Coniferous forests

Lying on the ground I look up into fairytales and remember walking through (so distant now) coniferous forests. One in Stirling, one in Heidelberg. In Stirling I walked with a guide. The stories were about Braveheart, William Wallace. The places were real, but the statue was just Mel Gibson. The forest in Heidelberg ended in two empty abandoned spaces. 1. A long abandoned Nazi amphitheater, steps crumbling, and carelessly covered in weeds, but with astounding amplification intact. And 2. Short steep stairs into a tomb. The tomb was for long dead monks. I don’t remember the date etched into the stone but I think it was 11th Century. 1042? 1092? Reading up on both these places – they’re both important ancient Celtic sites. Maybe there’s something in this. The places I remember most clearly for their own presence maybe have this in common. Dun Aonghasa in Ireland and sites on the Isle of Skye. I think the Celts chose places with views. Places on the edges of worlds. Expansive views out and over the valleys, the rivers, the seas. Or maybe they were the places that were left, that they were banished to. We’re house hunting at the minute and James just commented that I only look at houses on the high side of the street, always looking out. Is this like choosing to sit in the back corner of a restaurant? Is that why this view into a tree feels so suffocating?
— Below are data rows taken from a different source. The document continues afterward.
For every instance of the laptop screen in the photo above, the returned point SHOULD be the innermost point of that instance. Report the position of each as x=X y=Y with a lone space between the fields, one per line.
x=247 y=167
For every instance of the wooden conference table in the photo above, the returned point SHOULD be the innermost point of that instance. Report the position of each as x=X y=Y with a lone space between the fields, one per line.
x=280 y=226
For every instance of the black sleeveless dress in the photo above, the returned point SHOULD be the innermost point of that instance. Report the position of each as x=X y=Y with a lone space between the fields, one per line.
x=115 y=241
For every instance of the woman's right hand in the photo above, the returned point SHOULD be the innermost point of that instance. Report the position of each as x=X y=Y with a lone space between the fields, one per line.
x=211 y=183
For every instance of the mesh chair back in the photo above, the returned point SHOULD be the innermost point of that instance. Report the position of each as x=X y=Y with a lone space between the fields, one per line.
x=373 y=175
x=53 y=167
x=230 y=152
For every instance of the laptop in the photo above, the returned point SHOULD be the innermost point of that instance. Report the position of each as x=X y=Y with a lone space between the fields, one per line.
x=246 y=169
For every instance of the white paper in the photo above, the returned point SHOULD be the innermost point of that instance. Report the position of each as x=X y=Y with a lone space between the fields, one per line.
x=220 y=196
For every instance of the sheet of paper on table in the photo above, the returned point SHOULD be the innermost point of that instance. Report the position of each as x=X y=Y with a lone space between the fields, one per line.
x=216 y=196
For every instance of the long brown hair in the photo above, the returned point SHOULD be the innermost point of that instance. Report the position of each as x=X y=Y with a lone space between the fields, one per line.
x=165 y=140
All these things from one window and projected on and seeping from a tree I don’t really like. Each iteration of a story plays out in the branches, comes back to me, is swirled around and re-projected on the tree, played over its needles. The tree has infiltrated my loungeroom. The soaking cones (the process of an abandoned ink) have formed a thick sticky resin, sweet and headachy. Seed pods have exploded all over my table in soft fur like tufts. I’ve made drawings of the details of their exploding, using their own surfaces dipped in ink made from the needles, along with a pen and paint. The tree as material, subject, medium. But even with all this it’s still not about the tree. It’s still a Rorschach test. What can I see in this place? How does this make me feel? Why? How? Can this be replicated? Does it lose a little each time I try? Does it gain a little?